Healthcare payments firm Waystar has launched a collaboration with electronic health records provider Meditech.
The partnership, announced Thursday (Feb. 1), lets healthcare organizations that use Meditech leverage Waystar’s platform to simplify their financial operations.
“As administrative expenses increasingly weigh on the U.S. healthcare system, partnerships like Waystar and Meditech are essential to reducing the burden on providers and patients,” the companies said in a news release.
The release cited data from the Journal of the American Medical Association showing the annual cost of wasteful healthcare spending ranging from$760 billion to $935 billion in recent years, or nearly 25% of total healthcare spending.
The companies said Waystar’s cloud-based platform addresses the problem by using artificial intelligence (AI) and advanced analytics to automate payment workflows, improve claim and billing accuracy, and lower labor costs.
Paired with Meditech’s offering, “healthcare organizations will be better equipped to streamline complex processes, improve productivity, and enhance financial visibility,” the release said.
Research from PYMNTS Intelligence and Rectangle Health has shown that digital healthcare management and payment options can help providers improve their relationships with patients while also making sure that they get paid.
“Doctors and dentists alike are adopting these solutions at a time when much of the business end of healthcare remains mired in paper invoicing and unpaid debt,” PYMNTS wrote earlier this month, citing the report “Connected Healthcare: What Consumers Want From Their Healthcare Customer Experiences.”
The partnership between Meditech and Waystar is the latest example of AI’s increasing use in the payments sector, something PYMNTS explored this week in a conversation with Netanel Kabala, chief data and analytics officer at Nuvei.

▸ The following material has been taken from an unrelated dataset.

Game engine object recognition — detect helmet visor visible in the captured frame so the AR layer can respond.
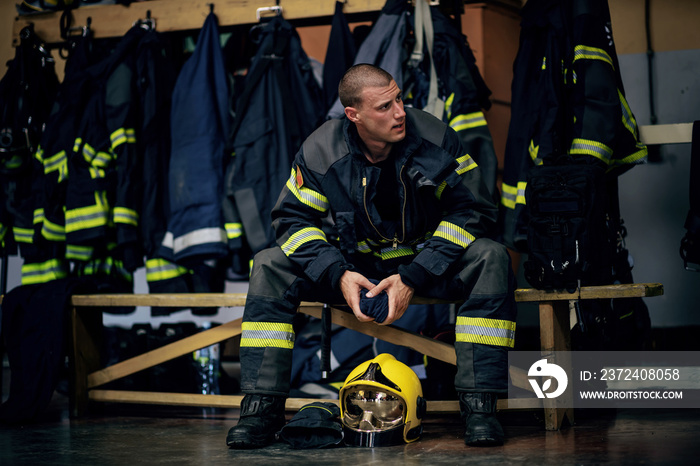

“I’m excited about everything related to internal efficiency, how [using AI] we can improve all the inner workings of a payments company from reconciliation to customer service, to integrations, and so on,” he said.
Generative AI is especially useful for tasks involving large levels of text and context in a short amount of time, something Kabala said can help improve productivity for customer service, operations and risk teams, by summarizing vast quantities of information to provide insights.
He also said he can see the technology helping create new products and services, including using real-time pricing to enable adaptive pricing solutions, along with using AI to customize financial products, such as buy now, pay later (BNPL) plans and lending options.